Перед Вами необычный сборник рассказов, ведь главными героями и рассказчиками в них являются аляскинские маламуты и сибирские хаски. Они поделятся с Вами забавными, серьезными и печальными событиями своей четвероногой жизни. Эта книга — попытка людей взглянуть на мир глазами своих младших братьев, хотя бы в фантазиях представить, как воспринимают нас, хозяев, наши любимцы. Итак, вы готовы взглянуть на мир глазами собак?
Что будет с нашей планетой завтра, если человек не прекратит варварски истреблять природные богатства? Этот вопрос остро звучит в новом романе Й. М. Зиммеля, в котором есть все: интриги и убийства, продажные политики и отважные журналисты, и, конечно, настоящая любовь. Выдающиеся писатели и ученые пытаются предотвратить гибель всего живого на нашей планете, чтобы каждый приходящий в этот мир ребенок услышал, как вновь и вновь весной поет свою песню жаворонок.
Карой Пап (1897–1945?), единственный венгерский писателей еврейского происхождения, который приобрел известность между двумя мировыми войнами, посвятил основную часть своего творчества проблемам еврейства. Роман «Азарел», самая большая удача писателя, — это трагическая история еврейского ребенка, рассказанная от его имени.

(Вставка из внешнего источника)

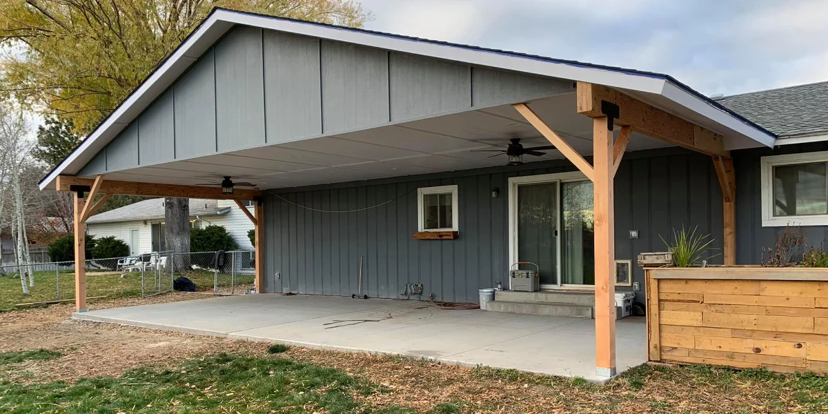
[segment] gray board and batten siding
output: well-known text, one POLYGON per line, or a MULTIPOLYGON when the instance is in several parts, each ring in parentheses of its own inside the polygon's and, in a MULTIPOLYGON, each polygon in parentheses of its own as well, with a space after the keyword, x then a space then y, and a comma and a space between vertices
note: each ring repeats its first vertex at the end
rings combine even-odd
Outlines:
MULTIPOLYGON (((405 297, 406 283, 421 282, 421 299, 433 292, 438 301, 474 302, 478 289, 507 282, 508 178, 571 171, 560 160, 267 190, 265 289, 350 296, 358 292, 363 256, 363 293, 369 296, 405 297), (460 238, 414 239, 416 189, 448 185, 458 185, 460 238)), ((633 259, 633 280, 642 286, 635 258, 664 250, 660 236, 669 239, 673 228, 698 225, 720 252, 722 196, 710 156, 681 148, 627 153, 616 176, 615 222, 616 258, 633 259), (630 229, 638 230, 638 239, 629 238, 630 229)), ((643 301, 643 291, 637 294, 643 301)))
POLYGON ((571 81, 237 26, 78 174, 571 93, 571 81))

Младенцем отданный фанатически религиозному деду, он затем возвращается во внешне благополучную семью отца, местного раввина, где терзается недостатком любви, внимания, нежности и оказывается на грани тяжелого душевного заболевания…

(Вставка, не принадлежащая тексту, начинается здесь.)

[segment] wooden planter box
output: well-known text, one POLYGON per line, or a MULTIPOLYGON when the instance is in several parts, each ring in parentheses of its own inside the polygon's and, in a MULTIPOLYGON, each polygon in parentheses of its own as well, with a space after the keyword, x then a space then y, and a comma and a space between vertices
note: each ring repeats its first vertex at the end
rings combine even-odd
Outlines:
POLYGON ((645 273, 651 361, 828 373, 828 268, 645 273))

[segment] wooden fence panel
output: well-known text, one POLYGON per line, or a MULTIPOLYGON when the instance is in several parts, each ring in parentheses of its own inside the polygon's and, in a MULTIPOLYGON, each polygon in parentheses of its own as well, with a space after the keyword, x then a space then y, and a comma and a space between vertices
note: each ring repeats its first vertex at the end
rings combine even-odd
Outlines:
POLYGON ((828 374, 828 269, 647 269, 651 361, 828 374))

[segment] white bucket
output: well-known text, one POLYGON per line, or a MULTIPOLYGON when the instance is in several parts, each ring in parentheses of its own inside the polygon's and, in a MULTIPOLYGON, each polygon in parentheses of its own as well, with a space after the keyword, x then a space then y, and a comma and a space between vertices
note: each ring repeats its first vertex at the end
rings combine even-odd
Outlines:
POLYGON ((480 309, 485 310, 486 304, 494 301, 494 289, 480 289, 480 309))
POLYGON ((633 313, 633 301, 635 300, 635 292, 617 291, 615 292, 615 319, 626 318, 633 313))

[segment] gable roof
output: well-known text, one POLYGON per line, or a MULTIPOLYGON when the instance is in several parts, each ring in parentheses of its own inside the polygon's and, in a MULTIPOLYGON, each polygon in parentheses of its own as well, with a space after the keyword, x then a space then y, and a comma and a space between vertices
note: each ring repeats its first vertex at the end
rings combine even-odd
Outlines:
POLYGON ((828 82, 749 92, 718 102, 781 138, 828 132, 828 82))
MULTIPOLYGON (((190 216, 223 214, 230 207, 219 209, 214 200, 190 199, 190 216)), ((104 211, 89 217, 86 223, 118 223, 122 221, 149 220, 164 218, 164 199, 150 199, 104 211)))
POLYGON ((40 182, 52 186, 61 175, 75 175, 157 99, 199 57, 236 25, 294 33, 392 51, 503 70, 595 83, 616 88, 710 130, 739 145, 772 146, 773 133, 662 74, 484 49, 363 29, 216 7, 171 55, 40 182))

Посвящается Дине Дурбин - актрисе, певице. Жене, матери, хозяйке дома. Просто человеку. Ее история потрясающа, необычна, во многом уникальна. Этот рассказ - мой скромный посильный подарок ей и тем, кто помнит. Для лучшего понимания рассказа стоит знать биографию Дины хотя бы поверхностно.

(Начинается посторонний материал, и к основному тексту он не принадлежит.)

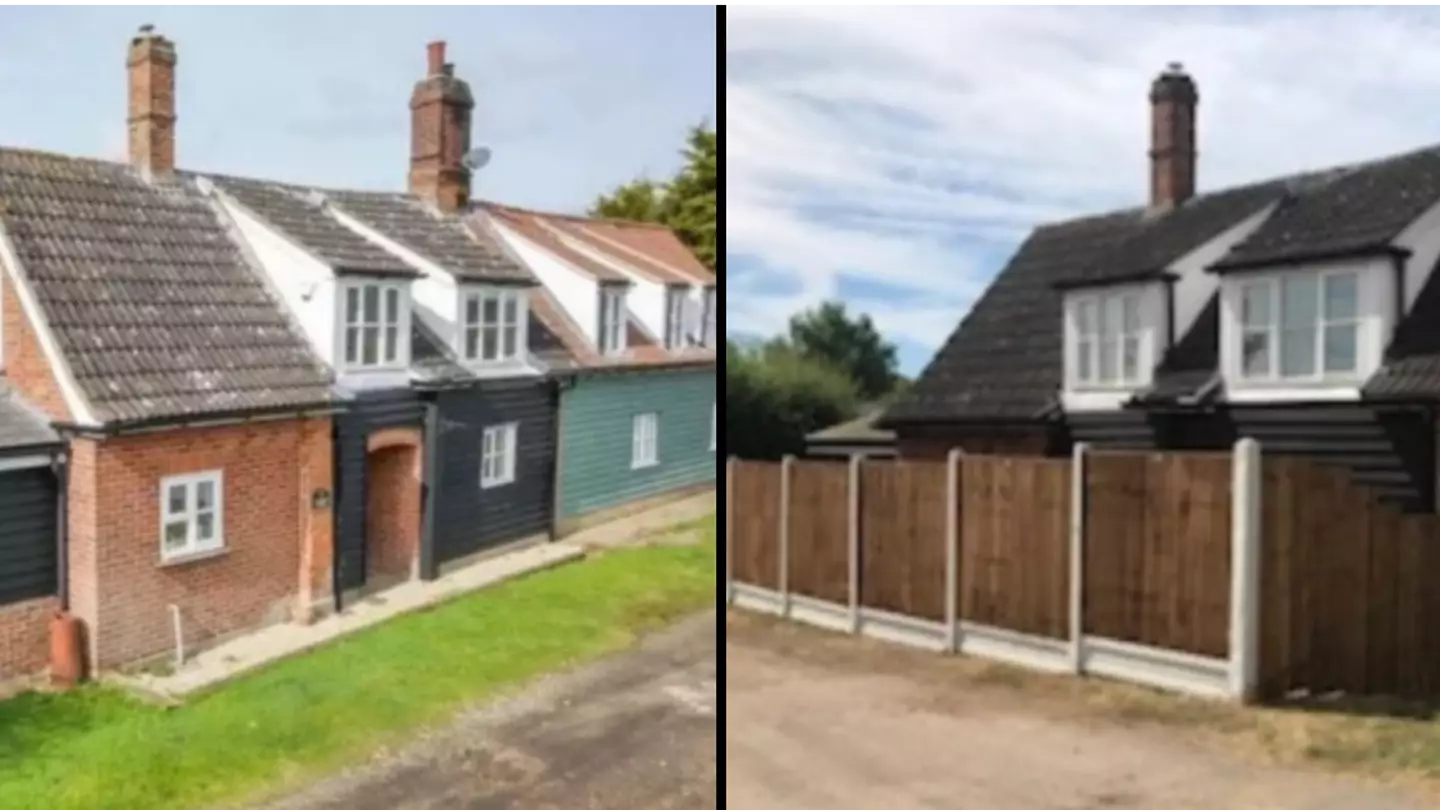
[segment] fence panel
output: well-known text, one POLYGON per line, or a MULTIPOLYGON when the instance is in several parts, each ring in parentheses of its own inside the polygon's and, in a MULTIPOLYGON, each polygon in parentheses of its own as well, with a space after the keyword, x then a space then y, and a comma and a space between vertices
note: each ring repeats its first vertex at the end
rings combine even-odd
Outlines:
POLYGON ((780 466, 736 461, 734 579, 759 588, 780 587, 780 466))
POLYGON ((850 602, 850 467, 796 461, 791 468, 791 591, 850 602))
POLYGON ((1230 653, 1230 455, 1092 455, 1086 633, 1224 659, 1230 653))
POLYGON ((1440 517, 1267 458, 1263 520, 1264 695, 1440 698, 1440 517))
POLYGON ((864 607, 945 620, 945 464, 865 461, 860 489, 864 607))
POLYGON ((960 477, 960 617, 1070 636, 1070 463, 969 455, 960 477))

«Отранто» — второй роман итальянского писателя Роберто Котронео, с которым мы знакомим российского читателя. «Отранто» — книга о снах и о свершении предначертаний. Ее главный герой — свет. Это свет северных и южных краев, светотень Рембрандта и тени от замка и стен средневекового города. Голландская художница приезжает в Отранто, самый восточный город Италии, чтобы принять участие в реставрации грандиозной напольной мозаики кафедрального собора. Постепенно она начинает понимать, что ее появление здесь предопределено таинственной историей, нити которой тянутся из глубины веков, образуя неожиданные и загадочные переплетения. Смысл этих переплетений проясняется только к концу повествования об истине и случайности, о святости и неизбежности.